CD8+ T cell activation predominate early immune responses to hypercholesterolemia in Apoe-/- mice
1 Department of Clinical Sciences, Skane University Hospital Malmö, Lund University, Lund, Sweden
2 Faculty of Health and Society, Malmö University, Malmö, Sweden
BMC Immunology 2010, 11:58 doi:10.1186/1471-2172-11-58Published: 2 December 2010
It is well established that adaptive immune responses induced by hypercholesterolemia play an important role in the development of atherosclerosis, but the pathways involved remain to be fully characterized. In the present study we assessed immune responses to hypercholesterolemia induced by feeding Apoe-/- mice a high-fat diet for 4 or 8 weeks.

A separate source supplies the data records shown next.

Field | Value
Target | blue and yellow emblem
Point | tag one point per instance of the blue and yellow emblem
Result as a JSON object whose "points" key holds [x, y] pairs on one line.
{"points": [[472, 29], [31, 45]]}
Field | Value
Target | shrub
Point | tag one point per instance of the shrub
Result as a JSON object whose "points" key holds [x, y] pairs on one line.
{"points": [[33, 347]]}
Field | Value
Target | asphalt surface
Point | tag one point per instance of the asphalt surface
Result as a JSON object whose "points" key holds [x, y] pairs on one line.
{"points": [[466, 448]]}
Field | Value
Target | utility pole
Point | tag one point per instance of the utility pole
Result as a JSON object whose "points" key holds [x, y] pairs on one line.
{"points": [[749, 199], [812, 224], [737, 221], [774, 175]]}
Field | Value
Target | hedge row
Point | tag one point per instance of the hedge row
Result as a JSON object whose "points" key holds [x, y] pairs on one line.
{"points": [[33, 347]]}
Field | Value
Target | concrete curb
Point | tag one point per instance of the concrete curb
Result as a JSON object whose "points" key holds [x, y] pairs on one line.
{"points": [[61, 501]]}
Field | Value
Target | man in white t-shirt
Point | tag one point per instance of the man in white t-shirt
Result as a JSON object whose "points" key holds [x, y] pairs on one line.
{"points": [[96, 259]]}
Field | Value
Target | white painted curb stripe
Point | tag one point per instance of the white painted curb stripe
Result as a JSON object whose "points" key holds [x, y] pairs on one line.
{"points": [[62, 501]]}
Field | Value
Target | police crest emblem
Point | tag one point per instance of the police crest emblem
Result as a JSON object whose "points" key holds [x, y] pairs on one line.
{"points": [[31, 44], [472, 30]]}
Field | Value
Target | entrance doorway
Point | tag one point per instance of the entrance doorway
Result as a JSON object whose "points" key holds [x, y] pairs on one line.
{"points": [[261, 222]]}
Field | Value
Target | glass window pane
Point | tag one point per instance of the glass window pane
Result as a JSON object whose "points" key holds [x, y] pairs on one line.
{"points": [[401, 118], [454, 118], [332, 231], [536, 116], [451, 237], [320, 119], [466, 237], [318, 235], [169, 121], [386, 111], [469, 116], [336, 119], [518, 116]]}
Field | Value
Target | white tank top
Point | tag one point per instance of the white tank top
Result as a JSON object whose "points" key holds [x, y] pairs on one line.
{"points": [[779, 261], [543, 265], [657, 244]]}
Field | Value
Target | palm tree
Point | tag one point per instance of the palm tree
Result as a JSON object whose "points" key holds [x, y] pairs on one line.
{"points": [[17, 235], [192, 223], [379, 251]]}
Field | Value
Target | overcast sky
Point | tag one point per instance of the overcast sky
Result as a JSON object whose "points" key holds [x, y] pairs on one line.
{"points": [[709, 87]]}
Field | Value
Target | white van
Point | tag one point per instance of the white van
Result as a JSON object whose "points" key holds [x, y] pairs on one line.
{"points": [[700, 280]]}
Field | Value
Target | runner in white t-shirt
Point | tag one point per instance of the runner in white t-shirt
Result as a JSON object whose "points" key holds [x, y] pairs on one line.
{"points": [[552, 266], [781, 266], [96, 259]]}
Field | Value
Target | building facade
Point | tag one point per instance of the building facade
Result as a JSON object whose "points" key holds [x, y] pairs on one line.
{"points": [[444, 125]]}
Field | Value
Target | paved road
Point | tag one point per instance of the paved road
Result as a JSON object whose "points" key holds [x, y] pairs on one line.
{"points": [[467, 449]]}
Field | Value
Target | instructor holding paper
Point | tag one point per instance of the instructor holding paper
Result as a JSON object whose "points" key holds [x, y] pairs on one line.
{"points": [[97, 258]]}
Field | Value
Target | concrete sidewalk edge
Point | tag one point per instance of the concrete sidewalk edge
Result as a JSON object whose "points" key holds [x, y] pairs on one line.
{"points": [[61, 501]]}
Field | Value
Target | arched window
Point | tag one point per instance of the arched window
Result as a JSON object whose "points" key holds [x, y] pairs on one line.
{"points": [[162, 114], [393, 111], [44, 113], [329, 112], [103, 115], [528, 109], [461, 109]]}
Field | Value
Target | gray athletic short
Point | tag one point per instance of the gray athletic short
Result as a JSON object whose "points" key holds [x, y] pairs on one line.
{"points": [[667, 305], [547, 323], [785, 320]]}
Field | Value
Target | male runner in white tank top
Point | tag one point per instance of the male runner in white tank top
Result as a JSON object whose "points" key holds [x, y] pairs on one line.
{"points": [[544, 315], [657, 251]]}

The primary immune response in lymph nodes draining the aortic root was an increased expression of interferon (IFN)-γ in CD8+CD28+ T cells, while an activation of IFN-γ expression in CD4+ T cells was observed only after 8 weeks of high-fat diet. Contrarily, spleen CD4+ T cells responded with a higher expression of IL-10. Spleen CD8+ T cells expressed both IFN-γ and IL-10 and showed enhanced proliferation when exposed to Concanavalin A. Plasma levels of IgG and IgM against oxidized LDL did not change, but the level of apolipoprotein B/IgM immune complexes was increased.
Hypercholesterolemia leads to unopposed activation of Th1 immune responses in lymph nodes draining atherosclerotic lesions, whereas Th1 activation in the spleen is balanced by a concomitant activation of Th2 cells. The activation of CD8+ T cells implies that hypercholesterolemia is associated with formation of cell autoantigens.